Adapun tuntutan yang dimaksud ialah permohonan agar Jokowi mencabut izin lingkungan yang diterbitkan Gubernur Jawa Tengah, Ganjar Pranowo untuk pabrik PT Semen Indonesia di Rembang, Jawa Tengah.

Namun dari hasil yang disampaikannya, Jokowi mengambil sikap untuk tidak ikut campur dalam urusan pencabutan izin pabrik diterbitkan Gubernur Jawa Tengah Ganjar Pranowo.

"Itu kan, memang Pemda yang mempunyai kewenangan untuk (menerbitkan) izin itu. Tidak semuanya dari Presiden," kata Teten di area Istana Kepresidenan, Jakarta Pusat, Selasa (21/3/2017).

Akan tetapi, ia memastikan pemerintah dan pihak perusahaan telah sepakat untuk menonaktifkan kegiatan produksi PT Semen Indonesia, meskipun telah memiliki perizinan.

"Tuntutan mereka kan, sudah didengar.

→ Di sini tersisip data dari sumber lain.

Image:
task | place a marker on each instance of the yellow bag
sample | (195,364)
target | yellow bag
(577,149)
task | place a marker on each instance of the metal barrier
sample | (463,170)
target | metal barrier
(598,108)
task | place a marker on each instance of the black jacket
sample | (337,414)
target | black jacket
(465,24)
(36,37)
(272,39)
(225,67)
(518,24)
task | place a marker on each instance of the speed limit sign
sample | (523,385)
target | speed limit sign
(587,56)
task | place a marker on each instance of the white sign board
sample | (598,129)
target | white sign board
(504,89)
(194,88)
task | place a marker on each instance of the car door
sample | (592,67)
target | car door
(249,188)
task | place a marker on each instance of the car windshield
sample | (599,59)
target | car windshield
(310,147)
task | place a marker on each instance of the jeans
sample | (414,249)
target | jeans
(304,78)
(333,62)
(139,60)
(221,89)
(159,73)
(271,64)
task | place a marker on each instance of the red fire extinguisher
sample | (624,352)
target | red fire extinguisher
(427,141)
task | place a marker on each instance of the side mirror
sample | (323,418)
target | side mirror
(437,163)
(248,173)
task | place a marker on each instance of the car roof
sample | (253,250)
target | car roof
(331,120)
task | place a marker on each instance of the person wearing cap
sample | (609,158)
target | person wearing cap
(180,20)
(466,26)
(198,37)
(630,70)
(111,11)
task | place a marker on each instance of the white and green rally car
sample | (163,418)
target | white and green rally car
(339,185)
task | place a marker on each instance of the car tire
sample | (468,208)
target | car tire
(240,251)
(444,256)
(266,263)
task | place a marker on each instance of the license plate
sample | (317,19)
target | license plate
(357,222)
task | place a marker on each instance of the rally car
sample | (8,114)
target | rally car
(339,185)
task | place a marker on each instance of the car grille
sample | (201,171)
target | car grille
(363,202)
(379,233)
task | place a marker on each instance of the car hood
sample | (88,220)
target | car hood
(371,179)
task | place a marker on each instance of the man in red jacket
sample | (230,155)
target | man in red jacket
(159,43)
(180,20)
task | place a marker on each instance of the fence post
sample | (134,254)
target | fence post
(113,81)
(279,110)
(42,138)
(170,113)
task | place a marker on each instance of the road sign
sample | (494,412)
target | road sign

Operasi semennya, operasi penambangan kapur-kapurnya kan, dihentikan dulu," ucapnya.

Adapun penghentian operasi ini akan dilakukan hingga Kajian Lingkungan Hidup Strategis (KLHS) yang diproses Kementerian Lingkungan Hidup dan Kehutanan selesai dilakukan pada akhir bulan ini.

"Dari Kementerian LHK saja, nggak harus dari Presiden. Ya, kemarin sudah disepakati untuk KLHS-nya dulu, meskipun dari awal Pak Presiden ketika dialog dengan mereka sudah mengingatkan kalau pabrik semennya tidak dirundingkan, tapi yang dirundingkan itu adalah wilayah tambangnya," tandasnya.